The Proteomic Data Commons (PDC) launched a pilot node in October 2018. The PDC is populated with data from the Clinical Proteomic Tumor Analysis Consortium (CPTAC) program and will grow to include other sources over time. The data, including protein expression data, can be browsed interactively using a series of filters and accessed by API.
Future Development of Nodes in the CRDC
Several nodes are currently planned or under development, including nodes of imaging, canine, immuno-oncology, and epidemiological data.
Data available through the CRDC will come from many sources, including:
- NCI grant programs, such as the Human Tumor Atlas Network
- Third-party programs, such as American Association for Cancer Research (AACR) Genomics Evidence Neoplasia Information Exchange (GENIE), Applied Proteomics Organizational Learning and Outcomes (APOLLO) network, and the Multiple Myeloma Research Foundation
- NCI labs and intramural programs
- The Cancer Imaging Archive (TCIA)
The Cancer Data Service
A large number of NCI-funded programs are generating cancer genomic data types that are not currently accepted by the Genomic Data Commons, so NCI is establishing a Cancer Data Service to broaden sharing of cancer genomic data.

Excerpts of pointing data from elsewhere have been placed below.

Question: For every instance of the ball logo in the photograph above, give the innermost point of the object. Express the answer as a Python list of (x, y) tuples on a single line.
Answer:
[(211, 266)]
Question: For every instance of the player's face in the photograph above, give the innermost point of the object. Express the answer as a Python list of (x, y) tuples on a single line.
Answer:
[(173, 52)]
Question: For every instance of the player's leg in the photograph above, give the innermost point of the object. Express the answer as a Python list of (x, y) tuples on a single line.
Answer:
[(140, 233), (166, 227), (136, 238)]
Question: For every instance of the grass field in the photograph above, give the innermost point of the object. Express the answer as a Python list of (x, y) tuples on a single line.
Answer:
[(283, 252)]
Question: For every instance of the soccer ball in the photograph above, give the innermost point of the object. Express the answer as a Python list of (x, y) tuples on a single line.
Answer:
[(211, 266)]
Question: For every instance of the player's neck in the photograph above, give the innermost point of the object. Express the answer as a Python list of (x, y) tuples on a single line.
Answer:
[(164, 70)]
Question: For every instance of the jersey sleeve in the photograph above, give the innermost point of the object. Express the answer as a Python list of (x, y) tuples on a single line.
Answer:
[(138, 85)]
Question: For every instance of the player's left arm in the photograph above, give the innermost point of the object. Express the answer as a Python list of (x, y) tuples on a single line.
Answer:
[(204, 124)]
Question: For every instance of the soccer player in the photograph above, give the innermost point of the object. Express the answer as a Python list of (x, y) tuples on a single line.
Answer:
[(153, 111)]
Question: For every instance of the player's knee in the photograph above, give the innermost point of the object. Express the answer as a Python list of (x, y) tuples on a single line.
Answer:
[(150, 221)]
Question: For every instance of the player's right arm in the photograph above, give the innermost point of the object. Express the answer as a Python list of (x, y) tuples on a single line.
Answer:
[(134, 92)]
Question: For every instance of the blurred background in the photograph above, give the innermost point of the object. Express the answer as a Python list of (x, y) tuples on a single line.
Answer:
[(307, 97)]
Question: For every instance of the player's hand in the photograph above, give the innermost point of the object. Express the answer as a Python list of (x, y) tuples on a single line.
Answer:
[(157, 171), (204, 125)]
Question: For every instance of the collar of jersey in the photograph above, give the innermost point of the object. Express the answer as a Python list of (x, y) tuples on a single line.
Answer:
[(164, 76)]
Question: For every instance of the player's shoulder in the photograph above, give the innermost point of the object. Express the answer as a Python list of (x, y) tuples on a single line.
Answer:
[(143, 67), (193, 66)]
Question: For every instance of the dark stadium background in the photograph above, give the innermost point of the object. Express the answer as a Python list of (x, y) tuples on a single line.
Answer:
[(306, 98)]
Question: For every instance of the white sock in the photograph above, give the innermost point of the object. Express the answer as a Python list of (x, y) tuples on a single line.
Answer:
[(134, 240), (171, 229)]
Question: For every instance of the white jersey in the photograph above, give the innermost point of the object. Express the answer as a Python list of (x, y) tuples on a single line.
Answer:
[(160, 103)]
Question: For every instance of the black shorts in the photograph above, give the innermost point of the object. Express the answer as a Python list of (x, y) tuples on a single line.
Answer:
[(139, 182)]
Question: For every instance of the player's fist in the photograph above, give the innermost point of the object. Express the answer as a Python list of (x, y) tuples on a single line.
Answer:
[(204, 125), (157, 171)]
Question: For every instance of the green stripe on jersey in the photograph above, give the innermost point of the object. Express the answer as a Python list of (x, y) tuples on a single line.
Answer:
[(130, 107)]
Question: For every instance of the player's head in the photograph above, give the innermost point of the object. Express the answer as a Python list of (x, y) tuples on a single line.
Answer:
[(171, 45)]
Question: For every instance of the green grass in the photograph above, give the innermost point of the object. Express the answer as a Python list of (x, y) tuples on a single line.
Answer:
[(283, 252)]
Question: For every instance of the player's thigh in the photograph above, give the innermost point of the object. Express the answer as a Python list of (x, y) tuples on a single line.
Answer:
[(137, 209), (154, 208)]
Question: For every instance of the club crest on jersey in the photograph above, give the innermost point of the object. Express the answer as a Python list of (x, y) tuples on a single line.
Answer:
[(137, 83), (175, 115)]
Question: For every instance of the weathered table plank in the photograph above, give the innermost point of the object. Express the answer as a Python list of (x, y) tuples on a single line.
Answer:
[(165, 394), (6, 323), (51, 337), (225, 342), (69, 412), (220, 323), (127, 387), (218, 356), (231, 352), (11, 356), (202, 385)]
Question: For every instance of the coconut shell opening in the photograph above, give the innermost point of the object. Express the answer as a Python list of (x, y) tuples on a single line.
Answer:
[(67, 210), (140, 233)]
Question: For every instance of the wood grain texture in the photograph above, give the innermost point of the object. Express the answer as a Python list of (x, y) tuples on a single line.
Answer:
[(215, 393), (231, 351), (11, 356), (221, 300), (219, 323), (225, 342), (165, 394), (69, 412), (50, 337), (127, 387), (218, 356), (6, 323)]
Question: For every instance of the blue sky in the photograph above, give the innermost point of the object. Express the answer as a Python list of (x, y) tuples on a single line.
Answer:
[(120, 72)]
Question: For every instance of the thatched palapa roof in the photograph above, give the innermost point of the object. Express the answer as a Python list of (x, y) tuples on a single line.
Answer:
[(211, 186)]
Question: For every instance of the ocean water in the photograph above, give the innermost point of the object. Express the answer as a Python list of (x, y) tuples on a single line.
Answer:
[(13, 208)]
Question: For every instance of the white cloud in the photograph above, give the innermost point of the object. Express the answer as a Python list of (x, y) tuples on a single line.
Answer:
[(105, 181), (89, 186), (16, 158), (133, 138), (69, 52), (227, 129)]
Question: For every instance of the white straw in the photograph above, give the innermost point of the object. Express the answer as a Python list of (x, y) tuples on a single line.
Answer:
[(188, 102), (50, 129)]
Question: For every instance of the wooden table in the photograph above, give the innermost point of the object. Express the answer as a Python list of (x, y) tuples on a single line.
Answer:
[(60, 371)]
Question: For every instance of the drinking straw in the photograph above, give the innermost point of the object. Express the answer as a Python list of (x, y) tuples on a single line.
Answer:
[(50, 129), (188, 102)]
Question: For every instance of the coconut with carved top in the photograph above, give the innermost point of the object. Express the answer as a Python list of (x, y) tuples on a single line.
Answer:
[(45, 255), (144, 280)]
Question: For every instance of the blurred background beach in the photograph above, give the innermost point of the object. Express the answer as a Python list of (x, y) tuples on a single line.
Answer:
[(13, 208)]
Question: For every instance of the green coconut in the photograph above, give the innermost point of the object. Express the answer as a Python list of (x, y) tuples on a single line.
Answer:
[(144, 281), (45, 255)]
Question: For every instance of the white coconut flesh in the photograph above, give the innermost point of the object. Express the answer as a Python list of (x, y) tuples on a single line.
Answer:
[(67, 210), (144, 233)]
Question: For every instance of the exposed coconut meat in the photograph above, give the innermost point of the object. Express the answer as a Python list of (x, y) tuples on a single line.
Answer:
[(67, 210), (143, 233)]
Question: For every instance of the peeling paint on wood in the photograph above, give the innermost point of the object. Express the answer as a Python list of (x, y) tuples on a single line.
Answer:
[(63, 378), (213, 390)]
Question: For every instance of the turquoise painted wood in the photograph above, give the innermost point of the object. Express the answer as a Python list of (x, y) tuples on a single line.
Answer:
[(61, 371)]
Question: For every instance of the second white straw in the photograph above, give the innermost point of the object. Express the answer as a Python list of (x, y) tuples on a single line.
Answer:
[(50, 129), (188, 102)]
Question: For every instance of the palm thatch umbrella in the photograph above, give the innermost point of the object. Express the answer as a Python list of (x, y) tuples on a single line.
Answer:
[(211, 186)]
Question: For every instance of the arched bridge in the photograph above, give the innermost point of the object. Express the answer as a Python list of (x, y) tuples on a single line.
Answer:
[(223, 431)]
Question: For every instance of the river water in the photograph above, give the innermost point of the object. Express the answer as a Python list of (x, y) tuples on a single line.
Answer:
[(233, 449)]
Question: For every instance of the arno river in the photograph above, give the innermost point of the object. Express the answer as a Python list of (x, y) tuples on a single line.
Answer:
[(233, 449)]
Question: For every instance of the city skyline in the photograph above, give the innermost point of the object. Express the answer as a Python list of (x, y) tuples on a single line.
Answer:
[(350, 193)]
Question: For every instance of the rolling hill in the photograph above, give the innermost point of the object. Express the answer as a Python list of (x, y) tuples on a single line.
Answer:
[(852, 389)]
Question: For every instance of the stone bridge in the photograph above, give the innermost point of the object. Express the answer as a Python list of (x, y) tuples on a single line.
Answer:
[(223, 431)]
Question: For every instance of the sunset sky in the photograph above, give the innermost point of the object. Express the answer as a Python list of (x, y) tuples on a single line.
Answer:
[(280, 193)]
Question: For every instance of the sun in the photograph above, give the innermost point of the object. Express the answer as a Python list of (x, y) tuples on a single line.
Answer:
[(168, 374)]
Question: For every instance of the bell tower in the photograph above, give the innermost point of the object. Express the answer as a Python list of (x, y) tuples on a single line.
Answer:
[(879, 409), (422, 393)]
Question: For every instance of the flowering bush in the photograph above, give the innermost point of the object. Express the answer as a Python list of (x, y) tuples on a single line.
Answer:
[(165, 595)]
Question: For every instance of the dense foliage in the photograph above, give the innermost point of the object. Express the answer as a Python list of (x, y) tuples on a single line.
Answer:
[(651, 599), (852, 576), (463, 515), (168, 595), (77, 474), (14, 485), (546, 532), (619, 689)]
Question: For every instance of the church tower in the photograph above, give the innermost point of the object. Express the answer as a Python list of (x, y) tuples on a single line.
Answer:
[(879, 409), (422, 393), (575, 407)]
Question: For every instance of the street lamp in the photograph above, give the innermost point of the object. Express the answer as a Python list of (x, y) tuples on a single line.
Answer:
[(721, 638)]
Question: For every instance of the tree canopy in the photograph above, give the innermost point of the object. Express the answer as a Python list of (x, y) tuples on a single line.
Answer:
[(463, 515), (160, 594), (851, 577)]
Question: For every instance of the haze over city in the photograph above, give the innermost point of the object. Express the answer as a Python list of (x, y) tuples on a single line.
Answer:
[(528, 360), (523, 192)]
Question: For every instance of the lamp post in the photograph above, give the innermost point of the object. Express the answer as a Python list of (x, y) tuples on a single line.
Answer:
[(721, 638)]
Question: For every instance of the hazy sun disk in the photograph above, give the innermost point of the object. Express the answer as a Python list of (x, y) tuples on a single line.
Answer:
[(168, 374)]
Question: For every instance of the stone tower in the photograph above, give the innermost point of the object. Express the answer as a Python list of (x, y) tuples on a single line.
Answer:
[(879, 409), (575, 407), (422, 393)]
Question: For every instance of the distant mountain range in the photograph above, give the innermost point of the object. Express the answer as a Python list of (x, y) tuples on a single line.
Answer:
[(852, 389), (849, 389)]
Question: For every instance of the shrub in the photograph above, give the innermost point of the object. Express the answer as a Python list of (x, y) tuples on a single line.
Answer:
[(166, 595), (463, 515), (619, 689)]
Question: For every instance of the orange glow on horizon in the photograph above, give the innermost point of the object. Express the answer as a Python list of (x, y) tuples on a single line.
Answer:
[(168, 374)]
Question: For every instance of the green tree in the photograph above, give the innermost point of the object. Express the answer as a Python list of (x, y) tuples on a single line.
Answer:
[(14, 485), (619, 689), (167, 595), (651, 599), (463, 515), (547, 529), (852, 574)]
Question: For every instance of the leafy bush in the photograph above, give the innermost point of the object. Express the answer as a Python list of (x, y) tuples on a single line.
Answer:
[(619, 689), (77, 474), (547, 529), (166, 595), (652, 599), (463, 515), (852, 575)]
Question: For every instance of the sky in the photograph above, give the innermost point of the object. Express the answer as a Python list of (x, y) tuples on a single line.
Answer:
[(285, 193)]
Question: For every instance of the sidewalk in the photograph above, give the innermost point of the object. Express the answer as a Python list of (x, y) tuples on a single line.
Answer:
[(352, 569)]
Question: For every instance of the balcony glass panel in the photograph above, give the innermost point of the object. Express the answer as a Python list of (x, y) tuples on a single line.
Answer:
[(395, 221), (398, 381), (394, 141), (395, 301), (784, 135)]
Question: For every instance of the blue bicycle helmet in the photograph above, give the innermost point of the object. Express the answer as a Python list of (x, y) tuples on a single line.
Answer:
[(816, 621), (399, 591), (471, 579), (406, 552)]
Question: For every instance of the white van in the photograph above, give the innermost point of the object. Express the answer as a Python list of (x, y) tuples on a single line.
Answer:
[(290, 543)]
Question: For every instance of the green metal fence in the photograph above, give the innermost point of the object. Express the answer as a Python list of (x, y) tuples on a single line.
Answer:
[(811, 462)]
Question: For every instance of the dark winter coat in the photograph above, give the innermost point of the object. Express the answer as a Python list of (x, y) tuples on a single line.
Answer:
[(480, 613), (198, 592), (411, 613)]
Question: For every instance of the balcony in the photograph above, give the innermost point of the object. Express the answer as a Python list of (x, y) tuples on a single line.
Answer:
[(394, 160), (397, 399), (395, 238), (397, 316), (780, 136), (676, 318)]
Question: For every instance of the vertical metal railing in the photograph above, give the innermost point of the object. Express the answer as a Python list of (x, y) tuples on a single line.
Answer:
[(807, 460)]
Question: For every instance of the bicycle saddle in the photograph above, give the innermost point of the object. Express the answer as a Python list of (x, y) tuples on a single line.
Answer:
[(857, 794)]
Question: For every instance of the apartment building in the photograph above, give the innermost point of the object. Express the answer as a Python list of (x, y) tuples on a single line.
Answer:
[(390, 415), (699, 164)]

This node will accommodate data that:
- Do not fit the current data type criteria for GDC submission.
- Do not meet the minimum metadata standards for GDC submission.
Access to Data in CRDC Nodes
Data in the CRDC nodes will be publicly accessible, but some of the data will be controlled and require approval for access, depending on the Data Use Agreements in place.
Each node will provide information about the data it hosts and instructions on how to gain access.
dbGaP access is required for each researcher who wishes to access controlled data.